The big data platform MapR just introduced version 5.0 of its Hadoop distribution based on version 2.7 of the open source framework designed for the processing of very large volumes of data with the support for Docker containers. MapR 5.0 also relies on the Yarn resource manager.
This version strengthens the operational capacity real-time platform. In particular, it extended the highly reliable data transport framework used in the function table MapR-DB Replication (which allows replication between multiple data centers) to provide data to external motors and synchronize in real time.
Compared to other Hadoop distributions, MapR extends the functionality of the framework on security aspects (data protection, user authentication, disaster recovery), but also high availability and performance. Version 5.0 brings further improvements in governance, with a full audit access to data through JSON and Apache Drill Views of support for secure access to data analyze.
More and more companies deploy multiple applications on the same Hadoop cluster. In this context, the latest MapR manages automated synchronization of storage, databases and search index.
To facilitate the deployment of Hadoop clusters, the publisher has also included new models of self-provisioning to set up a cluster as if it were an appliance without using specific hardware. These models can be deployed using the MapR installer. Among the possible configurations, there are the Lake Data services, data mining (Interactive SQL with Apache Drill) and analysis of operational data (basic and MapR NoSQL-DB).

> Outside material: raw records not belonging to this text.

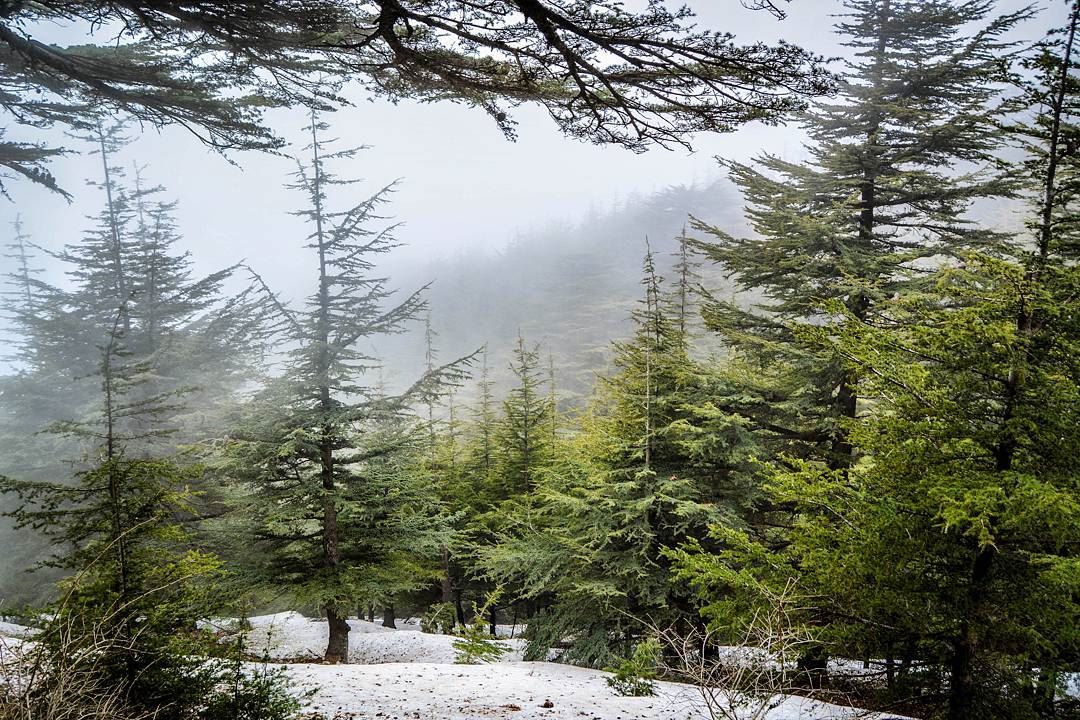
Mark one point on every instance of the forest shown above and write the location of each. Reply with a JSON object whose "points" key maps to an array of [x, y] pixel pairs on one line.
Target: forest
{"points": [[800, 440]]}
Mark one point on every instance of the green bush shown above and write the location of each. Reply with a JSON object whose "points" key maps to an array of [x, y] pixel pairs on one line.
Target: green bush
{"points": [[634, 677], [476, 646]]}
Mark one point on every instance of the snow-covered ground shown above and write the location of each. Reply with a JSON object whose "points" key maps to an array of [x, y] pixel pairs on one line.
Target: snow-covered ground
{"points": [[407, 675], [291, 636], [522, 691]]}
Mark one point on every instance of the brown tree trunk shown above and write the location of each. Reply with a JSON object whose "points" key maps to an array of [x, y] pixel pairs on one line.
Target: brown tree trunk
{"points": [[337, 646], [966, 644], [447, 579]]}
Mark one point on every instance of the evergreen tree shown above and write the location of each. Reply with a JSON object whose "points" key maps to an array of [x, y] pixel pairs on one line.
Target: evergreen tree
{"points": [[949, 547], [523, 443], [119, 529], [650, 467], [321, 444], [216, 73], [894, 163]]}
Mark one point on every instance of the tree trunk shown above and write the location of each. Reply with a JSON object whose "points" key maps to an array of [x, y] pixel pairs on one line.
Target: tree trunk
{"points": [[459, 608], [447, 579], [337, 646], [966, 644]]}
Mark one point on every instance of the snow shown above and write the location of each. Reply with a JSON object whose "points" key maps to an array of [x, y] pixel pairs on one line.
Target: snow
{"points": [[522, 691], [407, 675], [13, 630], [293, 637]]}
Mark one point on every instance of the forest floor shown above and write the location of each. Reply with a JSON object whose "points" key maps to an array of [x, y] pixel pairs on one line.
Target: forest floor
{"points": [[407, 675]]}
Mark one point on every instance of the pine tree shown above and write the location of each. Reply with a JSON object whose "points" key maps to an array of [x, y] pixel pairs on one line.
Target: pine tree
{"points": [[320, 442], [523, 444], [894, 164], [120, 530], [649, 469], [950, 544], [216, 73]]}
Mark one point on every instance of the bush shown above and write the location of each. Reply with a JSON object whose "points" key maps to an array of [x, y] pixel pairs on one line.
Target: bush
{"points": [[634, 677], [476, 646]]}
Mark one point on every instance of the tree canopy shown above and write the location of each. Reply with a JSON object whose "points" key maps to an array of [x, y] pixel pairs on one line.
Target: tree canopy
{"points": [[605, 73]]}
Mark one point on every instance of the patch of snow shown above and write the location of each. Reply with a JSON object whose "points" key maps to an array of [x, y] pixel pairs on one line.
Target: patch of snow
{"points": [[13, 630], [521, 691], [292, 636]]}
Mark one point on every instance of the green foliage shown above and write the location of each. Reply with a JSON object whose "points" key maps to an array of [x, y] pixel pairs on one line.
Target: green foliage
{"points": [[217, 73], [324, 464], [650, 466], [634, 677], [476, 646], [440, 619]]}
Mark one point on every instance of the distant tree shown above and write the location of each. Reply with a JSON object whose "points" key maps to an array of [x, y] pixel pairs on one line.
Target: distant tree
{"points": [[119, 530], [332, 499], [894, 163], [524, 443], [948, 545], [605, 73], [650, 466]]}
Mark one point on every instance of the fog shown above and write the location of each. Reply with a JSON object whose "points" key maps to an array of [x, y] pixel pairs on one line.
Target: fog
{"points": [[464, 188]]}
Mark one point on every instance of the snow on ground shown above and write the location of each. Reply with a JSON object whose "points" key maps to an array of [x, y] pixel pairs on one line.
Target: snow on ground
{"points": [[522, 691], [292, 636], [13, 630], [406, 675]]}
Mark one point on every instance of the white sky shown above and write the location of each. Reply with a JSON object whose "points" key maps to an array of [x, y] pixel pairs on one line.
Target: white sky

The Apache project will help in the analysis and the use of batch processes and their pipelines with rapid and extensive calculations. The announced distribution automatically synced storage, databases and search indices to allow complex real-time applications. It also has new auditing capabilities.
MapR Technologies intends to continue its growth in big data and analytics-segment. In the context of the MapR database now has the ability to the table replication to synchronize data in real time and make it available for external calculators. The first case that is based on Lucene search platform Elasticsearch is supported to enable synchronized full-text search indexes automatically.
Last year, MapR and Apache Spark integrated their technologies to offer its users an all-around the clock support for Spark to develop the solution and related projects at a faster rate and to integrate more innovative changes. In addition, the two companies are working together on a rapid development of the software and other complementary innovative new features. This will pay off for MapR customers and the Hadoop community well over the coming years.
Recently, Oracle released a new software product that is designed to help big data demands. This product called Oracle Big Data Spatial and Graph provides new analytical capabilities for Hadoop and NoSQL. Oracle created the product so that it can process data natively on Hadoop and parallel on MapReduce using structures in memory.